Now at 21 years old, Tan has taken her experiences with mental health and her previous struggles with work-life balance to help start Kona. The platform aims to help remote managers lead with care — by using automated best practices like employee check-ins and work-with-me guides to spark empathetic conversations in the workplace.
“We’re not just a Slack app or an engagement platform, we’re really speaking for this larger movement [for the safety of] your [emotional intelligence],” she added. “[I] should also highlight that we’re an entirely Asian-American group.”
Tan is American of Chinese heritage and identifies as queer. She said she’s seen her identities set her apart in a positive way, like when she’s on a panel where everyone else is older, male and white. It’s helped her realize that there were a lot of questions and ideas regarding the workplace that were consistently being overlooked.

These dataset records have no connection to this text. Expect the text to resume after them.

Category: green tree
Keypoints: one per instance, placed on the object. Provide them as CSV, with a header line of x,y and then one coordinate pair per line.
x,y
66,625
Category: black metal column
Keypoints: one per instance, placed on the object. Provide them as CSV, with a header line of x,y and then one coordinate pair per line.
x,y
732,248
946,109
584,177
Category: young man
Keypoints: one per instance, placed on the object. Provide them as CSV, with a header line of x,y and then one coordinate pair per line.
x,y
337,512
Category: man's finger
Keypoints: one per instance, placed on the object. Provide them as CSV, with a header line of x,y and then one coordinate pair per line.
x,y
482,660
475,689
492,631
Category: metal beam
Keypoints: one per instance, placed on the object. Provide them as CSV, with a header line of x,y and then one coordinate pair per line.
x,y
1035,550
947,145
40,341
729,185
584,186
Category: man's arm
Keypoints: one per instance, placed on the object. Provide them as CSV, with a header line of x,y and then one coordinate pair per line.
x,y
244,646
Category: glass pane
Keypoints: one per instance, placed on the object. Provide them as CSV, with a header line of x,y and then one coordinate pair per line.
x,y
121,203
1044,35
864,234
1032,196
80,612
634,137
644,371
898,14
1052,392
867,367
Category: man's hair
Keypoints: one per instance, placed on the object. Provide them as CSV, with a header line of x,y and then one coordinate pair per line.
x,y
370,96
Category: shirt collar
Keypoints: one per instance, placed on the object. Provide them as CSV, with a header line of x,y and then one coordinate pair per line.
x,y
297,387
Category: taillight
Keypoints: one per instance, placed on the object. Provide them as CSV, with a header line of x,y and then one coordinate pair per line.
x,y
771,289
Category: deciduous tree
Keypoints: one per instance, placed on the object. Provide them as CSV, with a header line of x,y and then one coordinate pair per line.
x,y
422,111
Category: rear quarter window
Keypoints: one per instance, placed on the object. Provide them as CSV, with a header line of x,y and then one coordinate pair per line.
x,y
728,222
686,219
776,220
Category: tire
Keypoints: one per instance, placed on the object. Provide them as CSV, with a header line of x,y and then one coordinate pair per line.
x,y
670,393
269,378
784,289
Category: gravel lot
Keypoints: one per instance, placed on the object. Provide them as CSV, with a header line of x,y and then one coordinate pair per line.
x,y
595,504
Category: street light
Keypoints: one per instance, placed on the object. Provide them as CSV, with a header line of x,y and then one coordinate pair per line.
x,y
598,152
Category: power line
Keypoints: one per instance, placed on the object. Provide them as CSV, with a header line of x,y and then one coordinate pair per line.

“It’s creating space for different opinions,” Tan said. “It’s understanding that different voices and different perspectives — you cannot possibly understand what they go through, but you can empathize and you can make space for them.”
Vulnerability and empathy are cornerstones of Kona.
“We believe in vulnerability and transparency, and we have found that those two values are some of the most important across our interviews with 500-plus remote managers,” Tan said. “In order for organizations to succeed, they need to make sure that they have clear communication [and] also make sure that they’re treating their people like people.”
Tan also thinks Kona is important for the incoming Gen Z employees — 38 percent of who, when surveyed by Kona, said that work-life balance was their top priority when it came to choosing a position.
Kona’s research shows that Gen Z employees want a human element in their workplace. That’s what Tan wants companies to start understanding.
“If you want a high functioning team, that means you need to have a vulnerable team,” she said. “The future is folk who look like me, look nothing like me, are disabled, are queer, are people of color. We need as many diverse voices as possible if we’re really going to build the future of work.”